At least this is the view of some 35 students from Foundation School and Garrison Secondary School.
The students made their feelings known during a group discussion on Friday at the CARI YOUTH Symposium, CSME: Connecting Through Bajan Flying Fish And Grenadian Spices held at Foundation School in Christ Church.
"We are not going to work. All we hear about is jobs, jobs, jobs.
"We aren't looking for jobs right now. How does this affect us now?

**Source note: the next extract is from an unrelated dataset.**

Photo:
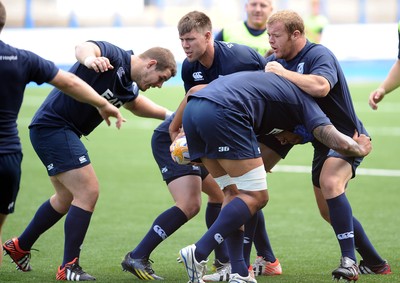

What does it have to do with us?", asked Foundation student Ramon Lorde.
Lorde and the other students said they felt as if the Government was specifically targeting adults with all the advertisements and lectures on the CSME and were forgetting young people in the process.
"Government has not done enough to inform the youth about CSME; and to tell you the truth, if it wasn't for CARI YOUTH, I wouldn't know anything about CSME," said Hayden Alleyne a student of Garrison Secondary.
While admitting that Government needed to do more to make the concepts of CSME known to young people, Andrea Symmonds, chief research officer for the CSME in the Prime Minister's Office, challenged the students to go look for the information themselves.
"You must not, as young people, expect that you are going to be given every single piece of information," Symmonds told the students.
She encouraged them to go after information on the CSME the same way they would the latest Sizzla song.
"Whether an issue is topical or not, if it is something you feel that you need to have the information on, you will find a way to get that information," she added.
However, Foundation student Gillian Rowe, said that part of the problem was that the information currently available was not easily accessible or digestible.
"Are we there yet? Are we at the point where there is the information out there for us if we wanted it? I think they talk about CSME and make it sound technical, but we are at a point where we don't know what to make of it," Rowe said.
Matthew Farley, principal of Garrison Secondary, who also participated in the symposium, told the students not to restrict their searches to just the CSME.
"Look at other groupings like the European Union, who are doing similar things to what we are trying to do here. You have to become proactive," Farley said.